I remember an Algorithms class covering some of these ways like:
Reduce it to a known problem or trivial problem
Divide and conquer (MergeSort being a classic example here)
Use Data Structures that have the right functions (HeapSort being an example here)
Recursion (Knowing trivial solutions and being able to reduce to those)
Dynamic programming
Organizing a solution as well as testing it for odd situations, e.g. if someone thinks L should be a number, are what I'd usually use to test out the idea in pseudo code before writing it up.
Design patterns can be a handy set of tools to use for specific cases like where an Adapter is needed or organizing things into a state or strategy solution.
Yes.. well TDD did't existed ( or was not that popular ) when I began. Would be TDD the way to go to pass from problem description to code?... Is not that a little bit advanced? I mean, when a "future" developer hardly understand what a programming language is, wouldn't it be counterproductive?
What about hamcrest the make the transition from algorithm to code.

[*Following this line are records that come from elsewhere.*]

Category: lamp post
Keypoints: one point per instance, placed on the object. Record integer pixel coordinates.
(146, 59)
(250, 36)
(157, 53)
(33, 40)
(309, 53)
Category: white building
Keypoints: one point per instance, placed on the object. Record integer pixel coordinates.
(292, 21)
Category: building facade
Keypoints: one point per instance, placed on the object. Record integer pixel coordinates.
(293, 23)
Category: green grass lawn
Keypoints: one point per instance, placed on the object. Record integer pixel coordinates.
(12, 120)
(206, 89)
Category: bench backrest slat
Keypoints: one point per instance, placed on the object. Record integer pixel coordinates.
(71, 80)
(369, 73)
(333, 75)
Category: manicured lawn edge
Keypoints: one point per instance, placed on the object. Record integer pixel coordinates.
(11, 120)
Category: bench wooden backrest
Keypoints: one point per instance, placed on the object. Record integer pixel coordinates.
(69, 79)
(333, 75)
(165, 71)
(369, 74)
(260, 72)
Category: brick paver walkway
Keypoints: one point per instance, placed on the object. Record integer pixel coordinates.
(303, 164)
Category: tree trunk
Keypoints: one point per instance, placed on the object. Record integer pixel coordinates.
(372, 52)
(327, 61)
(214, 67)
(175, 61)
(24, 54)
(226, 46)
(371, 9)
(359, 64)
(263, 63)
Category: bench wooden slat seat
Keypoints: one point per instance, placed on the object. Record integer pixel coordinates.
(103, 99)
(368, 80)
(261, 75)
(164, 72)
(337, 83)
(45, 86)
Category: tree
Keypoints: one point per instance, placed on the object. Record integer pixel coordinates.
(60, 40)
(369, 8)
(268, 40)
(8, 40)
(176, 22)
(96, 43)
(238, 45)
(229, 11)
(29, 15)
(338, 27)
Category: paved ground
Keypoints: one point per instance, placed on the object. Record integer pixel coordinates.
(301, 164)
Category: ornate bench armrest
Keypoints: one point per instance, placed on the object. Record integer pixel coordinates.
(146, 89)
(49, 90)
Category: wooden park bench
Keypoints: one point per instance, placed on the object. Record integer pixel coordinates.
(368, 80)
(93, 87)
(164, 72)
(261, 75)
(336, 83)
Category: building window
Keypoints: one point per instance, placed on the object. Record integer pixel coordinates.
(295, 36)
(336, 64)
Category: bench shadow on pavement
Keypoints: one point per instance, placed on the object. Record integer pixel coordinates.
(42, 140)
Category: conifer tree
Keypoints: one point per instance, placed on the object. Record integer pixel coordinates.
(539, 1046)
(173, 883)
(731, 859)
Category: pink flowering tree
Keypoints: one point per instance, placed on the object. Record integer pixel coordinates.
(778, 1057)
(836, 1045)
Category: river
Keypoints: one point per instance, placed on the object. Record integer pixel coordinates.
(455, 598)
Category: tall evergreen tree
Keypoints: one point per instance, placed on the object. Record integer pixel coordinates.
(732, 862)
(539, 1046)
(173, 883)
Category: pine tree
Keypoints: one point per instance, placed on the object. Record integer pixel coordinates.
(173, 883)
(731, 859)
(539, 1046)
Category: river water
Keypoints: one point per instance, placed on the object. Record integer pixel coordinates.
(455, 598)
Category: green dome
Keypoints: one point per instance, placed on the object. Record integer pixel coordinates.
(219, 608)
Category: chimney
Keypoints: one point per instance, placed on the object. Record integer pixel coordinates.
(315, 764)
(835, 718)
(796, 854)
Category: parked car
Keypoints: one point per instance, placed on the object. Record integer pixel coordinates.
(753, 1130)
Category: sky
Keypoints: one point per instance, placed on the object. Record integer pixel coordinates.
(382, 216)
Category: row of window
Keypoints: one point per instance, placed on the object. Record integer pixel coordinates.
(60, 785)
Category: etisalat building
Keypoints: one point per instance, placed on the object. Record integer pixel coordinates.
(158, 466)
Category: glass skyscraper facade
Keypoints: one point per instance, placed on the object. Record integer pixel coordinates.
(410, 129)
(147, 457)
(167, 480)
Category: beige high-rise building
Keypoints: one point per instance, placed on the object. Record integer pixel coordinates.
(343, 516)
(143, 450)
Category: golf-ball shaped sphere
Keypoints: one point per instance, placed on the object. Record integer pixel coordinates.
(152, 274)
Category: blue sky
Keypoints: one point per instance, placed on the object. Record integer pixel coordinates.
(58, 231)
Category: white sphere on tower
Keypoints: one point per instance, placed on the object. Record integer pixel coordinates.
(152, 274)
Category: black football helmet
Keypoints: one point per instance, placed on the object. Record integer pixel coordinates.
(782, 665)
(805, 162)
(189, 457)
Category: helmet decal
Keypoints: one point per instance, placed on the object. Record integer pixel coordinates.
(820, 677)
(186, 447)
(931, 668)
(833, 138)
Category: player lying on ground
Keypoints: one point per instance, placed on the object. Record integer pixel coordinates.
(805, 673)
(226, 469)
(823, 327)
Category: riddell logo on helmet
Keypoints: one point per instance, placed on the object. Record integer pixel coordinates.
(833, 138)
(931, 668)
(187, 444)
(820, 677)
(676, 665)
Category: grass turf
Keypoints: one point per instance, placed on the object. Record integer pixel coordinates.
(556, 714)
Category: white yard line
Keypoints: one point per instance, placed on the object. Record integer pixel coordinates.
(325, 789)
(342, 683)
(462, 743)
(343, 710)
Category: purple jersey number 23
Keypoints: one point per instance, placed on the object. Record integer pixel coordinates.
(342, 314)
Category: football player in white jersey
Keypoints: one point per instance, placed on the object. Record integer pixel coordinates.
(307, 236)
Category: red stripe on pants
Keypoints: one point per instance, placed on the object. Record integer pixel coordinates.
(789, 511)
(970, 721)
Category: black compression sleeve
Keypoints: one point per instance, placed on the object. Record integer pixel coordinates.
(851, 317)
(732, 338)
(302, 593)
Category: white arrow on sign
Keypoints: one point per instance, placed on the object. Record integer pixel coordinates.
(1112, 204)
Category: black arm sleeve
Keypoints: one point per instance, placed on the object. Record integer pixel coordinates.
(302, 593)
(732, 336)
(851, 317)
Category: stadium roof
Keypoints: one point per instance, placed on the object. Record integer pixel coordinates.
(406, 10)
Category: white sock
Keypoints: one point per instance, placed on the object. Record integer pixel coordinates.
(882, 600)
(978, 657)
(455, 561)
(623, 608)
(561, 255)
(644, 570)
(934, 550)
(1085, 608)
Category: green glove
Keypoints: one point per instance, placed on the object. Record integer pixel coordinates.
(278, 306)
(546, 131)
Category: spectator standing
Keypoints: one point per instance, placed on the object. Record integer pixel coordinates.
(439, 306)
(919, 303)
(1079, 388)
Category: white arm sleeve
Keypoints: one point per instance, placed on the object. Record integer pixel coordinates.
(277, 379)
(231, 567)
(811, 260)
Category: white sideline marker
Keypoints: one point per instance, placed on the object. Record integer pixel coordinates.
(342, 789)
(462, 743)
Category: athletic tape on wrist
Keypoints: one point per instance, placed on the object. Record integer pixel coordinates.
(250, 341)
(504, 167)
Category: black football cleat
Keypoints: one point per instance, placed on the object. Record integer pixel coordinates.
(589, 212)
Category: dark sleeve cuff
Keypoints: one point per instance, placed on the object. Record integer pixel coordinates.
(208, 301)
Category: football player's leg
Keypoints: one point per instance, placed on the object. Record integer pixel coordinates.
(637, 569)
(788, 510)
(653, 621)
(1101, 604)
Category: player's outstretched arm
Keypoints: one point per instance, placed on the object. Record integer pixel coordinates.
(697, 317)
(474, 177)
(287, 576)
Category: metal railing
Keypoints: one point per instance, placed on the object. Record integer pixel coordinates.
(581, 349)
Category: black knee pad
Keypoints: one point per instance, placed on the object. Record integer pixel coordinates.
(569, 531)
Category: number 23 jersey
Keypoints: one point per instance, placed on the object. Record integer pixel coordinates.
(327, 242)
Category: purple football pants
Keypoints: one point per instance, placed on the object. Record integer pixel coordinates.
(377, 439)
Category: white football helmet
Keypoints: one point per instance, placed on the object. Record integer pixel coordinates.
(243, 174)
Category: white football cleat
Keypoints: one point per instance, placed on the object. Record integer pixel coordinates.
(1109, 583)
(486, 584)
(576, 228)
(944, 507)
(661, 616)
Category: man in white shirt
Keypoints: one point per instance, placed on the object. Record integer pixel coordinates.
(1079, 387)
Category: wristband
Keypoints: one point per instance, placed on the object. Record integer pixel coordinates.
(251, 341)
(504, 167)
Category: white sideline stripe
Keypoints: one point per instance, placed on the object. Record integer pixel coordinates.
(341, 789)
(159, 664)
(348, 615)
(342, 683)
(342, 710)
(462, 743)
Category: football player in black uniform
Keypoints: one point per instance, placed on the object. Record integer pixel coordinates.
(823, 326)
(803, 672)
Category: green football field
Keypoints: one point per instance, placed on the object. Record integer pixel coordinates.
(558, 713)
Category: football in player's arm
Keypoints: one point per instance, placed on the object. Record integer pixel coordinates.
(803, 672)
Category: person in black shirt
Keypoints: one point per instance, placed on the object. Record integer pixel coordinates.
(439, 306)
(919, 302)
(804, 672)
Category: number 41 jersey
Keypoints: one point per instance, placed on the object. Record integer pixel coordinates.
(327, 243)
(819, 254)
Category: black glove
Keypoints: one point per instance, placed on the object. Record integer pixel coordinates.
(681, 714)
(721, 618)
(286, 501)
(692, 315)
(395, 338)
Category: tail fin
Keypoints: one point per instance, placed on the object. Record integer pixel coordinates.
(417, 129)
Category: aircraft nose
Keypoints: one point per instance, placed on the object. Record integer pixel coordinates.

I think there's a better way to state your problem.
Instead of defining it as 'a system,' define what is expected in terms of user inputs and outputs.
"On a window, a user should select an item from a list, and a box should show him how much it costs."
Then, you can give him some of the factors determining the costs, including sample items and what their costs should end up being.
(this is also very much a TDD-like idea)
Keep in mind, if you get 5% off then another 5% off, you don't get 10% off. Rather, you pay 95% of 95%, which is 90.25%, or 9.75% off. So, you shouldn't add the percentage.